Un retour au sommet inattendu
Face à Lens, un adversaire que le Niza affronte déjà depuis 1954, l’équipe de Claude Puel s’appuie sur le doublé spectaculaire d’Elye Wahi lors de la rencontre face à l’Estrasbourg. Une victoire, bien méritée, qui a permis de dissiper une pression énorme. L’entraîneur, revenu sur le terrain après une absence de quatre ans, a souligné avec émotion le travail accompli par l’ensemble du club.
« J’ai la satisfaction que tous ont fait un bon travail : les joueurs, le corps technique et tout le club, qui a travaillé dans des conditions difficiles cette saison », a-t-il déclaré, évoquant son passage glorieux entre 2012 et 2016 avec un bilan impressionnant de 69 victoires et un quart de finale de Coupe en 2013. Son retour à l’Allianz Riviera, dix ans après, est donc plus qu’un simple retour à la maison : c’est la poursuite d’une ambition.
La situation reste néanmoins précaire. Le Niza se bat pour ne pas descendre, avec seulement quatre points d’avance sur la zone de relégation. Les statistiques défensives sont alarmantes : 56 buts encaissés, le deuxième plus mauvais total de la Ligue 1, ainsi que 441 tirs cadrés absorbés. Un véritable chantier.

La crise et les départs
Le parcours du Niza a été entaché par une période noire. Après une série de neuf défaites consécutives, Frank Haise a démissionné suite à une agression de supporters contre les joueurs, dont Jérémie Boga et Terem Moffi ont rejoint la Juventus et l’Oporto. Cette situation, loin d’être isolée, a mis en lumière les failles structurelles du club.

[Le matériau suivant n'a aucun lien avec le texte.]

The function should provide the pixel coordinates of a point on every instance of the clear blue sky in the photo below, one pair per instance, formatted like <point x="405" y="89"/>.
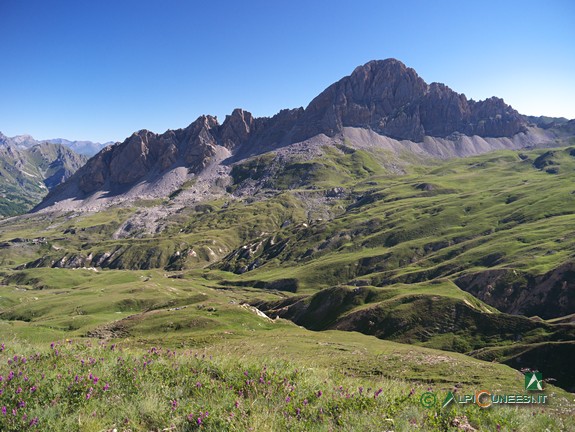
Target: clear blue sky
<point x="101" y="69"/>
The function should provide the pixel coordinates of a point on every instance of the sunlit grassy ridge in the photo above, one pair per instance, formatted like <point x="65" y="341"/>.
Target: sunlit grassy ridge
<point x="93" y="386"/>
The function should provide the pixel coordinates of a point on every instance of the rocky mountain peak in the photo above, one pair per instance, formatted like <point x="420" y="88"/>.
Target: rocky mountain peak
<point x="382" y="96"/>
<point x="392" y="100"/>
<point x="236" y="128"/>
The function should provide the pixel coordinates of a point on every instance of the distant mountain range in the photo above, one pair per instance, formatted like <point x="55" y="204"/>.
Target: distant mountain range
<point x="86" y="148"/>
<point x="383" y="106"/>
<point x="374" y="209"/>
<point x="29" y="169"/>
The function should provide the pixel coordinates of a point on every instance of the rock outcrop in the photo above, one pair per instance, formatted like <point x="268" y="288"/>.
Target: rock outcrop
<point x="383" y="97"/>
<point x="391" y="99"/>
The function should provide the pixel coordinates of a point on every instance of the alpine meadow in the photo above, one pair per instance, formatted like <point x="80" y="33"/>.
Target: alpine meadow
<point x="394" y="256"/>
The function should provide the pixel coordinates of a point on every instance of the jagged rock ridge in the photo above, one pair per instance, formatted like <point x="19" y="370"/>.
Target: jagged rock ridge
<point x="383" y="97"/>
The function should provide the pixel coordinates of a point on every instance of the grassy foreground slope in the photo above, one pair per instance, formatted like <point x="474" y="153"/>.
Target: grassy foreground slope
<point x="138" y="350"/>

Claude Puel, conscient de la difficulté du défi, a insisté sur son attachement au club. « Le Niza est le club de mon cœur. C’est ma région. Je viens affronter un défi très difficile et c’est ce qui me motive », a-t-il confié. L'objectif est clair : gagner en Ligue 1 et se qualifier pour la Coupe d'Europe, une ambition qui pourrait redonner de l'éclat à ce club emblématique.
« Gagner en Ligue 1 et descendre serait un désastre », a-t-il affirmé avec détermination. La qualification pour la finale de Coupe, une opportunité rare, représente donc un tremplin vers la stabilité et la reconnaissance. Le Niza, malgré les épreuves, se bat pour son identité et pour sa survie.